The baby can cause a delay in growth, or premature delivery, in the case of the mother, preeclampsia can cause hemorrhage due to premature detachment of the placenta, kidney problems, cerebrovascular problems, even death in the most serious cases.

What are the symptoms of preeclampsia?

For preeclampsia to be diagnosed, blood pressures will be high, above 140/90 and also the presence of protein in the urine.

Other symptoms that are visible when preeclampsia begins are:

  • Sudden weight gain
  • Fluid retention.
  • Swelling of the face, eyes, hands, ankles, and feet.

How is it diagnosed?

The gynecologist through the physical examination and once verified the high blood pressure, weight gain more than normal in a short time, and the edema or swelling in the parts of the body mentioned above, will ask the patient for tests to confirm the diagnosis. These tests consist of both blood and urine tests.

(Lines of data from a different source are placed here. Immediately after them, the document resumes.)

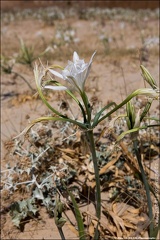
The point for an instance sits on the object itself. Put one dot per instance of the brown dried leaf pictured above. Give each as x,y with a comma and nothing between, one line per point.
72,228
112,162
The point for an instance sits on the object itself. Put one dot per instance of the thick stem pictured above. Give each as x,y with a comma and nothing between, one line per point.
96,171
146,185
61,233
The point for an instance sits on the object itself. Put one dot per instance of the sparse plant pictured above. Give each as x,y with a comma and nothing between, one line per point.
76,74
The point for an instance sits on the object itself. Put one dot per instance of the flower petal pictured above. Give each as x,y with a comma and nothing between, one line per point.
56,88
56,73
75,57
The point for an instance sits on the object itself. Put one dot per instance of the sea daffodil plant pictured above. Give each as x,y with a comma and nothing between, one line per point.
76,74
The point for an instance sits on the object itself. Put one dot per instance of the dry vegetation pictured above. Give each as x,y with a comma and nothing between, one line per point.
34,166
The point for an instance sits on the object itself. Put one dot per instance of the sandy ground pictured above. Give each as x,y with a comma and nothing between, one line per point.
115,73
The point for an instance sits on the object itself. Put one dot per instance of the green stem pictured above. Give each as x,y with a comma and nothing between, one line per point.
146,185
87,105
96,171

The results that are considered abnormal in these tests and that make us suspect that we are suffering from pre-eclampsia are:

  • Protein in urine.
  • Liver enzymes are higher than normal.
  • The platelet count is less than 100,000.

In addition to these tests, the gynecologist will order other tests to check blood clotting and also to check the health of the baby.

To check the health of the baby, the gynecologist will do ultrasound scans, cardiotocographies at rest and a biophysical profile.

With these tests the doctor will decide if it is urgent to remove the baby immediately, resorting to an emergency cesarean section.

There are cases in which in order for the pre-eclampsia not to get worse if the baby is already well developed enough, usually at 37 weeks of gestation or later, the doctor accelerates the delivery so that it does not cause any problems. Nor suffering to the baby, either by cesarean section or through an induced labor depending on the health status of both the mother and the child.

Treatment of preeclampsia

When it comes to mild pre-eclampsia and the baby is not yet developed enough to survive after delivery, the doctor prescribes home rest, in which the following advice will also be indicated:

  • Be on bed rest, and lying on the left side.
  • Dispense with the salt.
  • Attend the medical check-up.
  • In some cases, drugs are prescribed to lower blood pressure.
  • Low calorie balanced diet, no more than 1,500 calories a day.
  • Be well hydrated.

When preeclampsia is under control and everything is going well, the pregnancy may go to term up to the 40th week.

In the case of severe or severe pre – eclampsia, the doctor decides to hospitalize the mother to closely monitor both the mother’s health and the baby’s health.

Symptoms of severe preeclampsia

Symptoms that may appear during severe pre-eclampsia:

  • Little urination, decreased urination.
  • Difficulties when breathing.
  • Headache.
  • Pain in the right side of the abdomen that is located below the ribs.
  • Burning sensation behind the breastbone sometimes mistaken for heartburn.
  • Gallbladder pain
  • Nausea and vomiting
  • Blurry vision.
  • Excessive sensitivity to light
  • Mental confusion.
  • The baby kicks more or moves a lot, more than is normal.

Severe pre-eclampsia can trigger eclampsia, seizures leading to the death of both the mother and the baby.

When you have already had pre-eclampsia, the risks of it recurring in a new pregnancy are very high.

Preeclampsia once delivery has taken place begins the healing process, both high blood pressure and urine protein and other associated symptoms are remitting until they disappear in about 5 or 6 weeks.

However, in other cases, blood pressure can remain high or worsen in the first days after delivery.

If you have suffered pre-eclampsia during pregnancy, you should be careful in a subsequent pregnancy since the chances of suffering another pre-eclampsia are quite high.

Preeclampsia cannot be prevented, but it helps a lot once the pregnancy diagnosis has been confirmed, from the beginning, going to prenatal medical check-ups, to check that the pregnancy is developing well.

Eat a healthy and balanced diet, foods rich in vitamins, minerals, antioxidants, be well hydrated, drink between a liter and a half and two of water and walk at least 30 minutes a day in a moderate way as long as we do not have to rest due to pregnancy high-risk.